Gli ingredienti sono semplici: panna fresca, zucchero semolato e un blend di caffè. Vengono lavorati a temperatura ambiente e in planetaria, non nella gelatiera. È un prodotto che al palato risulta meno freddo rispetto al gelato, per via dell'alta percentuale di panna. Infatti un tempo era un dessert soprattutto invernale. Qui trovate la nostra ricetta per replicarla a casa.
Molte, perché ogni artigiano gelatiere ha la propria ricetta. C'è chi aggiunge uova, oppure meringa o biscotti tipo Lagaccio sbriciolati. C'è anche chi utilizza caffè liofilizzato, oppure macinato e messo in infusione nella panna, ma in questo caso il mix va poi filtrato.

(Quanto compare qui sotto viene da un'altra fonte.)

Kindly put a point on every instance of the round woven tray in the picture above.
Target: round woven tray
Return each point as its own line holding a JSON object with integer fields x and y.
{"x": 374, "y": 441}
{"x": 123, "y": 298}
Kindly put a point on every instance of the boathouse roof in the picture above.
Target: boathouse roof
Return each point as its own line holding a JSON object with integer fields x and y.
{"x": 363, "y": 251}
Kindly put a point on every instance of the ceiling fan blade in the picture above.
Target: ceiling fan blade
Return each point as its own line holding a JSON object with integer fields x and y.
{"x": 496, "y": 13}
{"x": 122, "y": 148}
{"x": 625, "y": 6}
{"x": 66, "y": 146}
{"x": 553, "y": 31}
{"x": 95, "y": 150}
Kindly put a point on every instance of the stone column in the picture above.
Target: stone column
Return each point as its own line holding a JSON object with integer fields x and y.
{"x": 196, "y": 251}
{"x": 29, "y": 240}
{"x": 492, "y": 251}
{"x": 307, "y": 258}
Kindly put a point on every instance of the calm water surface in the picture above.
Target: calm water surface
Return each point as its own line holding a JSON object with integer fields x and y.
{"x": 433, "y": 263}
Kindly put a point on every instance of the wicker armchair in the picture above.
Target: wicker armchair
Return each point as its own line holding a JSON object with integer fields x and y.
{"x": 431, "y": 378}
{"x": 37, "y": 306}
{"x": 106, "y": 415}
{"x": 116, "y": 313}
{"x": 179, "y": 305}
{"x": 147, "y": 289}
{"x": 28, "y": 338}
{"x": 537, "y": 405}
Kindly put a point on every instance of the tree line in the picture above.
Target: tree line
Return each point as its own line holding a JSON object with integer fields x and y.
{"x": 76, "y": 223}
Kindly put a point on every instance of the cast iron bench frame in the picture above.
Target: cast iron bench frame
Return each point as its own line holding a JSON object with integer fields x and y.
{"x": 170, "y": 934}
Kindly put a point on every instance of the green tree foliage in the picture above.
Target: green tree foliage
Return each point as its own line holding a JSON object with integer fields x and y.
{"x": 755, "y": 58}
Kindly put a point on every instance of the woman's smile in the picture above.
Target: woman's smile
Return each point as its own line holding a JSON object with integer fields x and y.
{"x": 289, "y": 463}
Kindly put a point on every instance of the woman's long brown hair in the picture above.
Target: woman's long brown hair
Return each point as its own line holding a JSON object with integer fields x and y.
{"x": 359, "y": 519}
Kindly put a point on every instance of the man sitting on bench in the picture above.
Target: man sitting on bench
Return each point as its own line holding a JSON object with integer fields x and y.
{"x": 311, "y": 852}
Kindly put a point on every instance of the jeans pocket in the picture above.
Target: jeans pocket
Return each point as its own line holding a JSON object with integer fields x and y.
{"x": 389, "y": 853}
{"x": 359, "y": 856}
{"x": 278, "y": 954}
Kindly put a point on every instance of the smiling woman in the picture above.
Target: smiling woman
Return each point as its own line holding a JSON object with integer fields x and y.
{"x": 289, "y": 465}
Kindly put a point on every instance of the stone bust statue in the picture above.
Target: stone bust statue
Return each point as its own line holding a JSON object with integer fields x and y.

È da manuale accompagnare a tavola una ricetta bevendo il medesimo prodotto usato per prepararla. Questo vale per il vino, le birre, per alcuni distillati, per i migliori fermentati di frutta, come il sidro. Non fanno eccezione il caffè usato nella ricetta della Panera e quello da servire a tavola. Si tratta di un mono origine brasiliano, il Sul de Minas Pergamino selezionato e torrefatto dall'azienda Lelli di Bologna, estratto col procedimento della moka o della napoletana. Per rimettere in equilibrio anche l'accostamento con gli altri ingredienti, aggiungiamo al caffè poche gocce di rum bianco Capovilla: una correzione delicata che ha la sua importanza per dare alla bevanda un maggior potere di pulizia finale, in virtù dell'alcol che affronta uova e panna, oltre a non perdere del tutto di vista la dolcezza del dessert.